China is aiming to increase its grain production capacity by 10 percent by 2020, even as it seeks to halt excessive use of fertiliser and pesticides and promote a more environmentally friendly farm sector. Ensuring self-sufficiency in major food crops is a top priority for China, the world's most populous country, but the government is also under pressure to tackle severe pollution plaguing its rural areas.
The 13th five-year-plan for the development of the rural economy published by the National Development and Reform Commission on Thursday reiterated a previously set goal to boost grain output capacity to 550 million tonnes in 2020 from 500 million tonnes last year. The state planner also reiterated a target for zero growth in fertilisers and pesticides by 2020 and a plan to promote recycling of plastic films widely used on crops.
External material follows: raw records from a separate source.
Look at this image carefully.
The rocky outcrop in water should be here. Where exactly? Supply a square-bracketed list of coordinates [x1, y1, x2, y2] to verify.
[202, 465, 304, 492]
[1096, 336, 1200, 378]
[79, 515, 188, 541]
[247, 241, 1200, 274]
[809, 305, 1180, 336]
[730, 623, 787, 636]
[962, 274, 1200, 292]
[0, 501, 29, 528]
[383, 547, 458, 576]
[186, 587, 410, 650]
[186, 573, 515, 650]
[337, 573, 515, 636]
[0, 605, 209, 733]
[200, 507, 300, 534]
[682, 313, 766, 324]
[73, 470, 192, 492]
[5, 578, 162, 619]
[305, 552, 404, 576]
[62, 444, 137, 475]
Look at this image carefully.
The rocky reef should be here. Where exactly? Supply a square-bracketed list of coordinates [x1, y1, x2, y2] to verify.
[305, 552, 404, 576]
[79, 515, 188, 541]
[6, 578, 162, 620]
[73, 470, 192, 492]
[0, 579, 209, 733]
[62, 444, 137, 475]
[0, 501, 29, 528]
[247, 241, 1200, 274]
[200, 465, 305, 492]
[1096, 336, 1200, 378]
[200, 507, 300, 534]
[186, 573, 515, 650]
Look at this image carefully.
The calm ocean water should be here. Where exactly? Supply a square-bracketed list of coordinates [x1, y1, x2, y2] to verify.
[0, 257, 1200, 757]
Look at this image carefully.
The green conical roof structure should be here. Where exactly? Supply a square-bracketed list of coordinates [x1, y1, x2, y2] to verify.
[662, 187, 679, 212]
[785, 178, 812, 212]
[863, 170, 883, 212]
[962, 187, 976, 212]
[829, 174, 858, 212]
China consumes around a third of global fertilisers, with rapid growth in use in recent years driven largely by higher fruit and vegetable production. Excessive use of chemical fertilisers and pesticides has led to polluted water sources, contamination of soil with heavy metals and high pesticide residues on food.
Environmental problems are "increasingly prominent, water and soil resources are in short supply, and soil fertility in some areas is clearly falling", according to the document, outlining the challenges faced by China's rural economy. Beijing recently said it wanted banks to play a bigger role in providing financing required to tackle mounting environmental problems in rural regions.
China also wants to see higher levels of mechanisation and more innovation to increase efficiency in the agriculture sector, the document said, and will encourage more value-added farm products such as organic produce. It is encouraging its agriculture companies to invest overseas too, as well as more cooperation with neighbouring countries and those along Beijing's new Silk Road. The state planner also said China would hold its arable land area steady at 1.87 billion mu, or 124 million hectares, and protect arable land from development.